The ‘Suicide Pod’ Claims Its First Victim, Delighting Its Inventor

The American woman, who has yet to be identified, was 64 years old.

This photograph shows a view of the Sarco assisted suicide capsule, during a press conference organised by the "Last Resort", a Swiss human rights non-profit association focused on assisted suicide, in Zurich on July 17, 2024.
This photograph shows a view of the Sarco assisted suicide capsule, during a press conference organised by the "Last Resort", a Swiss human rights non-profit association focused on assisted suicide, in Zurich on July 17, 2024. (photo: Arnd Wiegmann / Getty )

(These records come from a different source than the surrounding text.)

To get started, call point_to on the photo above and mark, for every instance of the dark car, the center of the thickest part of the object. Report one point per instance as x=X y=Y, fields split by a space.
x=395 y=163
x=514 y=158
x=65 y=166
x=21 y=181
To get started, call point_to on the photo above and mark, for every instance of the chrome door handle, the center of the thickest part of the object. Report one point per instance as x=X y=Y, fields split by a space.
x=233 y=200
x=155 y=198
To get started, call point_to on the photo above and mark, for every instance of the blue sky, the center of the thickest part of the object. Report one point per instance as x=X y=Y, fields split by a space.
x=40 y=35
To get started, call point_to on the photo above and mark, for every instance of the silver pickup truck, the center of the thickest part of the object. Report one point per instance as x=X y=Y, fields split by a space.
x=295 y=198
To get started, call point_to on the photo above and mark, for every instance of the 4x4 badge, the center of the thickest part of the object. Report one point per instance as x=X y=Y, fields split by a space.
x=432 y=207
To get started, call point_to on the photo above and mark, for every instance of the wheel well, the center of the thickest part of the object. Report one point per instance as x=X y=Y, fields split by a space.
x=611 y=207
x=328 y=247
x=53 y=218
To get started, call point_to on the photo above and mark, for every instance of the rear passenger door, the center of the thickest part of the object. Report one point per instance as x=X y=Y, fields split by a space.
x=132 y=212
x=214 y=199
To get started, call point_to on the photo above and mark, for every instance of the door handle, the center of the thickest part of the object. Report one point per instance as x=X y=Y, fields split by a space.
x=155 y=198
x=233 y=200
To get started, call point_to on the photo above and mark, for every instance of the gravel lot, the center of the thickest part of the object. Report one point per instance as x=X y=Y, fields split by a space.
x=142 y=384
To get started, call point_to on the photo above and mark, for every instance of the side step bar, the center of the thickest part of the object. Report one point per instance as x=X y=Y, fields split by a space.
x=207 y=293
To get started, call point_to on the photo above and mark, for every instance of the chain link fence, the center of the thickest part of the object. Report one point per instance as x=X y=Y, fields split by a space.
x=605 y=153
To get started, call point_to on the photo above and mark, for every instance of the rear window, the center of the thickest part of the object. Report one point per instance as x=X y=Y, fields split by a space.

Once inside the sealed chamber of the futuristic Sarco “suicide pod” the woman was given an eerie command: “If you want to die, press this button.” 

So she did, and the chamber flooded with nitrogen gas. Her oxygen levels plummeted, causing her to pass out. She was dead within minutes.  

The woman, who has yet to be identified, was 64 years old. An American suffering from a severely compromised immune system, she’d flown to Switzerland to obtain an assisted suicide using the hideously sleek invention, which had been placed beneath a canopy of trees in the Swiss woodlands.  

Her death earlier last week marks the first time someone is known to have used the pod for its intended purposes. Reports indicate she was suffering from a very serious illness for at least two years. Switzerland is one of the few countries in the world where foreigners can travel for the purpose of obtaining an assisted suicide.  

Reacting to the news of the Sarco’s inaugural usage, Bishop Felix Gmür of Basel, president of the Swiss bishops’ conference, told Swiss media the pod was “dangerous” because it “makes suicide too easy to access.” 

The Catholic Church teaches that suicide, whether assisted by a physician to reduce suffering or as an expression of individual autonomy, is a grave moral evil.   

“Intentional euthanasia, whatever its forms or motives, is murder,” reads the Catechism of the Catholic Church. “It is gravely contrary to the dignity of the human person and to the respect due to the living God, his Creator. Suicide is seriously contrary to justice, hope, and charity. It is forbidden by the fifth commandment.” 

Local authorities also had a negative reaction. Immediately following the announcement of Sarco’s inaugural usage, made to the Swiss press by the pod’s inventor, Philip Nitschke, Swiss police arrived at the scene and seized the Sarco. Several arrests were made of individuals associated with The Last Resort, a non-profit that advocates for assisted suicide in Switzerland, which had supervised the woman’s death.   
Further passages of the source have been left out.